Security configuration benchmarks are provided in this document which guides for establishing secure configuration posture for the Google Android OS. This benchmark will be useful for Android 10.0.x and hardware devices on which this OS is supported.

So the following settings have to be checked or changed:

• Android OS security settings
• Android OS privacy settings
• Android OS chrome browser settings

Android OS security settings

Android OS can be secured by making the changes into settings of OS, which will reduce the probability of exploiting the device by an attacker.

• E.g  Ensure the device firmware is up to date.

Description:

Ensure that the device is updated with security patch levels.

Audit:

To verify that the devices up to date to the most recent firmware version:

1. Tap settings gear icon
2. Tap system
3. Tap advanced
4. Tap System update
5. Verify that Android security patch level is current and that no new updates exist.

Remediation:

Follow the below steps to check and update the device security patch level:

1. Tap settings gear icon
2. Tap system
3. Tap advanced
4. Tap System update
5. Tap check for updates
6. Apply the update if available.

Similarly, we can ensure for other options like enabled screen lock, disabled pattern visibility, disabled smart lock etc. in the security settings section.
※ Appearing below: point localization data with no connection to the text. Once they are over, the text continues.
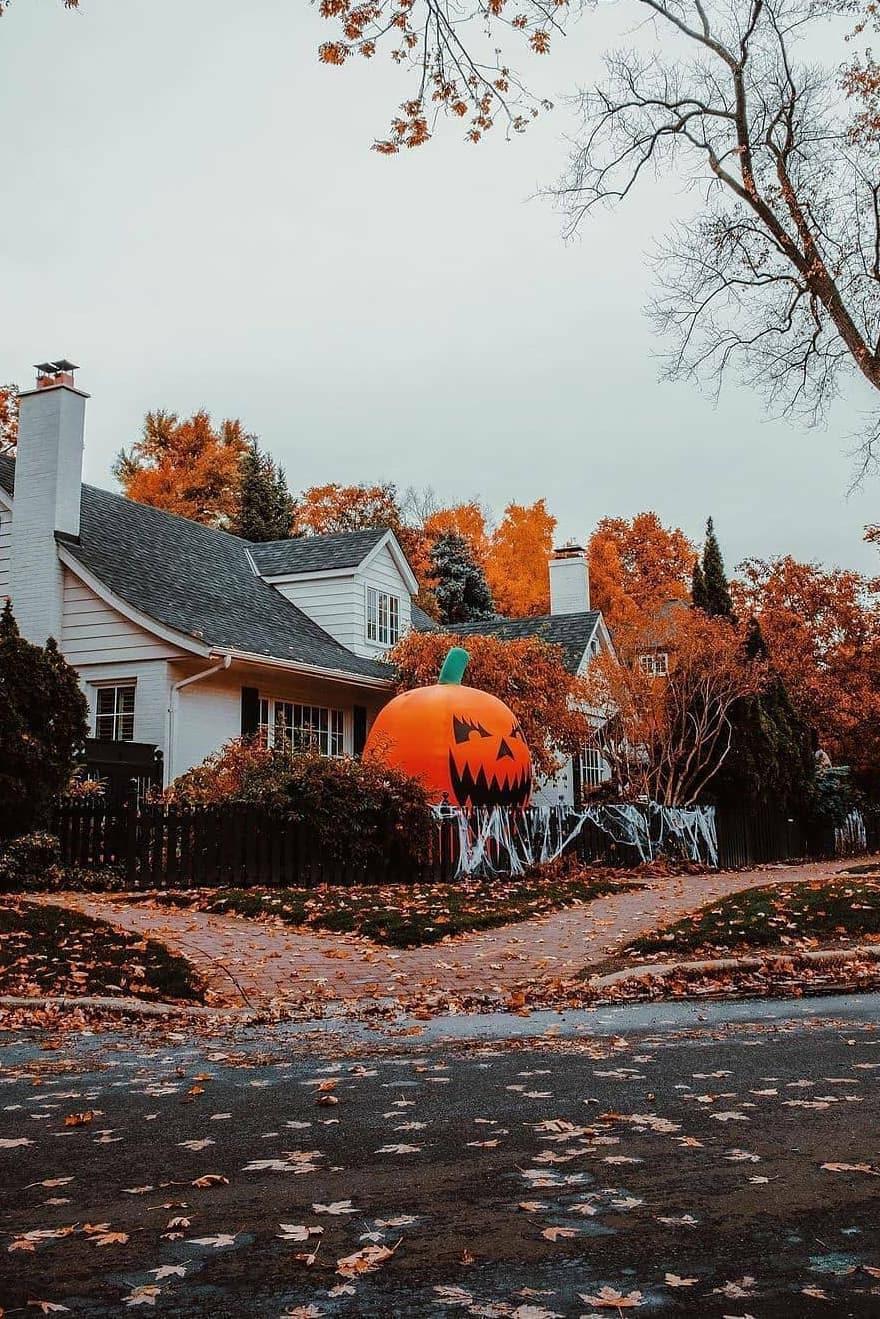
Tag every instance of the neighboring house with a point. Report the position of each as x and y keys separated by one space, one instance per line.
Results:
x=581 y=632
x=185 y=636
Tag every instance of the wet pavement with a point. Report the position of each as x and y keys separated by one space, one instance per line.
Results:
x=714 y=1161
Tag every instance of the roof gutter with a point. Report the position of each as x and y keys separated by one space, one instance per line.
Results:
x=172 y=708
x=358 y=679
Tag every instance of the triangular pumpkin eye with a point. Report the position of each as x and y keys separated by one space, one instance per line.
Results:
x=462 y=730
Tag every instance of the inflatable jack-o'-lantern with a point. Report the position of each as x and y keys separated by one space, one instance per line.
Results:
x=463 y=744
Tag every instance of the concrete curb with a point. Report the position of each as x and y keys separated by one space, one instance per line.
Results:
x=661 y=970
x=131 y=1007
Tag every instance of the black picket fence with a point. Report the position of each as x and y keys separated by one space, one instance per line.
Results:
x=242 y=846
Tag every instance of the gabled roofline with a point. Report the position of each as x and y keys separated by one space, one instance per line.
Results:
x=389 y=540
x=128 y=611
x=356 y=679
x=401 y=562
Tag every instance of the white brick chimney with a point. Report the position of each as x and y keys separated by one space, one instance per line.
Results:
x=569 y=579
x=49 y=471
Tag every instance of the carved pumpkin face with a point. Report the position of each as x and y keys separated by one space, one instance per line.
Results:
x=463 y=744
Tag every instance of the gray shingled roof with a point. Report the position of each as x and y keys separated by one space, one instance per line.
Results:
x=570 y=631
x=197 y=581
x=317 y=553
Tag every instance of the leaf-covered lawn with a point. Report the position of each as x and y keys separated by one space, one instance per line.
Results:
x=49 y=950
x=407 y=916
x=838 y=910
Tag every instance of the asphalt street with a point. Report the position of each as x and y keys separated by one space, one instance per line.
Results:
x=721 y=1162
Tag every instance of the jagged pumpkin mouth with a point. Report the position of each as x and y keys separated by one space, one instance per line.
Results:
x=480 y=790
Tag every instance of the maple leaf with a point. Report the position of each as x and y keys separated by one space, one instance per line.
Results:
x=144 y=1295
x=611 y=1298
x=364 y=1261
x=79 y=1119
x=851 y=1167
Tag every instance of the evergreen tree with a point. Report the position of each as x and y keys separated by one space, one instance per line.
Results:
x=265 y=505
x=698 y=587
x=717 y=594
x=42 y=720
x=772 y=747
x=461 y=591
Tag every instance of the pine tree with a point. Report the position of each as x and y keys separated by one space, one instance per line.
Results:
x=265 y=505
x=717 y=592
x=698 y=587
x=461 y=591
x=42 y=722
x=772 y=747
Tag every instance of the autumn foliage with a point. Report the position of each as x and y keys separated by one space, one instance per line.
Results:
x=636 y=567
x=186 y=466
x=528 y=675
x=822 y=629
x=666 y=737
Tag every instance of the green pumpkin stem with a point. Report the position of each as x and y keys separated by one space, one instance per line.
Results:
x=454 y=666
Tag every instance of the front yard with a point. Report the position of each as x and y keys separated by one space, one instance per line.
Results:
x=413 y=914
x=52 y=950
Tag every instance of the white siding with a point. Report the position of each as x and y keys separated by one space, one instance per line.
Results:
x=93 y=632
x=5 y=549
x=383 y=574
x=209 y=712
x=333 y=602
x=152 y=689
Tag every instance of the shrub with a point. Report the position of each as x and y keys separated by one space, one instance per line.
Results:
x=42 y=720
x=31 y=861
x=364 y=815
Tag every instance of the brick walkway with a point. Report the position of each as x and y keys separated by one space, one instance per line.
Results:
x=259 y=963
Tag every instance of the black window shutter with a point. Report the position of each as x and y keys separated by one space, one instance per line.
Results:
x=250 y=711
x=359 y=739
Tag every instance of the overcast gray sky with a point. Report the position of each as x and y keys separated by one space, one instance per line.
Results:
x=194 y=215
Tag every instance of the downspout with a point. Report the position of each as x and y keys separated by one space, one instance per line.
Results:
x=172 y=708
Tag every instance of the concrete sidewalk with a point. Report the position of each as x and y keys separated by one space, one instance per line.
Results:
x=260 y=963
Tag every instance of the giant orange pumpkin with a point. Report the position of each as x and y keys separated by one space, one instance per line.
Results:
x=463 y=744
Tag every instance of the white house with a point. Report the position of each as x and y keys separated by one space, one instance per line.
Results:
x=185 y=636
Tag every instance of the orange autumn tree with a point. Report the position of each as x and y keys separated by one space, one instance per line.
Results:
x=636 y=567
x=516 y=566
x=188 y=467
x=528 y=675
x=8 y=418
x=822 y=629
x=665 y=737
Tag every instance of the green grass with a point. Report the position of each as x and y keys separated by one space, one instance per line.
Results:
x=49 y=950
x=408 y=916
x=826 y=912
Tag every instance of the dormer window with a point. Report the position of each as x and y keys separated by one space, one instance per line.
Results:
x=655 y=665
x=383 y=617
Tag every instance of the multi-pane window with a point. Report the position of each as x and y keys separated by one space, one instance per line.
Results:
x=302 y=727
x=655 y=665
x=383 y=617
x=594 y=768
x=115 y=714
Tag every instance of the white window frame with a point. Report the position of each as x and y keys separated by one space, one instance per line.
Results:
x=381 y=617
x=118 y=715
x=312 y=727
x=655 y=665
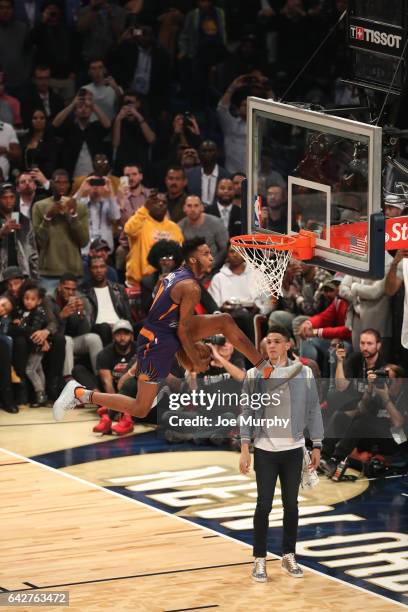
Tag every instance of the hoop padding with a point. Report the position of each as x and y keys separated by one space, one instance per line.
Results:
x=268 y=255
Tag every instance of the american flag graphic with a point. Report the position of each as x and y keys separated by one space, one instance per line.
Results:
x=358 y=246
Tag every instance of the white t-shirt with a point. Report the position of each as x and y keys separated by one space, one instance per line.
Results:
x=209 y=185
x=84 y=166
x=106 y=311
x=8 y=136
x=104 y=97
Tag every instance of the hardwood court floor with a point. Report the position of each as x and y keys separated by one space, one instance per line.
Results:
x=112 y=553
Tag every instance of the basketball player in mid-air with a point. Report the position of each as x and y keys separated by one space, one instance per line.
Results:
x=170 y=328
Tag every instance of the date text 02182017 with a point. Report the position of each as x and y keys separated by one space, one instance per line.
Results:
x=34 y=598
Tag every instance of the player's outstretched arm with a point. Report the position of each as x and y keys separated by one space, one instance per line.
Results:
x=187 y=294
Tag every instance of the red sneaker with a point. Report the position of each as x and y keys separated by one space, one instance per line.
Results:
x=124 y=426
x=104 y=426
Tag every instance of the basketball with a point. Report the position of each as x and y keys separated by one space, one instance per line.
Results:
x=203 y=350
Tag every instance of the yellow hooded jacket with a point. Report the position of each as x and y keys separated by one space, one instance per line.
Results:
x=143 y=231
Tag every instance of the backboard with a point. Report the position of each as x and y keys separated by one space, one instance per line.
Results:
x=314 y=171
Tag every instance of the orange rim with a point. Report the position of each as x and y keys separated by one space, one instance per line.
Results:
x=265 y=241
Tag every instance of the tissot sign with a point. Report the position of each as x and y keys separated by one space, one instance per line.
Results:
x=396 y=234
x=373 y=36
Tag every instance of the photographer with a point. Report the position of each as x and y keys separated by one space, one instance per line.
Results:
x=73 y=312
x=234 y=127
x=82 y=137
x=351 y=383
x=132 y=134
x=234 y=290
x=103 y=209
x=61 y=229
x=378 y=419
x=142 y=65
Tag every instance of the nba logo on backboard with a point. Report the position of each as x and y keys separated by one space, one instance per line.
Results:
x=257 y=220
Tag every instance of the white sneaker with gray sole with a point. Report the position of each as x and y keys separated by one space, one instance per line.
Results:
x=67 y=400
x=259 y=570
x=290 y=566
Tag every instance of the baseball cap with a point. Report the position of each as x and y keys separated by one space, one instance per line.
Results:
x=122 y=325
x=13 y=272
x=99 y=244
x=6 y=187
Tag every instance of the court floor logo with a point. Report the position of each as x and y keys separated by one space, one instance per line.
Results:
x=210 y=491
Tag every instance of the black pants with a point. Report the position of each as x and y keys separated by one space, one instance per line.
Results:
x=5 y=373
x=268 y=466
x=104 y=331
x=54 y=360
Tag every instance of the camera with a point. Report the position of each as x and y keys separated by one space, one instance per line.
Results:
x=382 y=378
x=218 y=340
x=97 y=182
x=186 y=119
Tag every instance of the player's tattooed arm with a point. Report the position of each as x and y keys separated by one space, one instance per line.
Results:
x=188 y=294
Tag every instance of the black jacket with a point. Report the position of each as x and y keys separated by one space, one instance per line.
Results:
x=124 y=64
x=235 y=222
x=74 y=137
x=119 y=298
x=33 y=101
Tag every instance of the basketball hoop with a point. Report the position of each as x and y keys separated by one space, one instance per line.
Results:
x=269 y=254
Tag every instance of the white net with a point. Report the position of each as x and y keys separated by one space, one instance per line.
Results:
x=269 y=266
Android OS Privacy settings

Privacy-related recommendations are provided in this section.

• E.g  Ensure ‘Lock screen’ is set to ‘don’t show notifications at all’

Description:

Disable the notifications on the lock screen.

Audit:

To verify ‘Notifications on the lock screen’ are set to ‘don’t show notifications at all’:

1. Tap settings gear icon
2. Tap apps and notifications
3. Tap notifications
4. Tap advanced
5. Tap Lock Screen

      6.   Verify that the lock screen is set to don’t show notifications at all.

Remediation:

Follow the below steps to set on the lock screen to ‘don’t show notifications at all’:

1. Tap settings gear icon
2. Tap apps and notifications
3. Tap notifications
4. Tap advanced
5. Tap Lock Screen

      6.   Tap lock screen and set it to don’t show notifications at all.

According to the recommendations, we can disable Use Location, Web and app activity, Device Information etc. in the privacy settings section.

Android OS Chrome Browser Settings

• E.g  Ensure ‘Microphone’ is set to ‘Enabled’

Description:

This setting controls if a site asks before accessing the microphone.

Audit:

To verify if microphone is enabled:

1. Tap Chrome Icon
2. Tap Menu Icon
3. Tap Settings
4. Scroll to the Advanced section
5. Tap Site settings
6. Verify that microphone displays Ask First.

Remediation:

Follow the below steps to Enable the microphone permission request:

1. Tap Chrome Icon
2. Tap Menu Icon
3. Tap Settings
4. Scroll to the Advanced section
5. Tap Site settings
6. Tap Microphone
7. Toggle to the On position.

Conclusion

Similarly, we can enable the settings for Location, Safe Browsing, Do Not Track options to secure Android OS.

Mobile devices with Android OS can be secured by following CIS benchmarks which help to protect the device from different threats.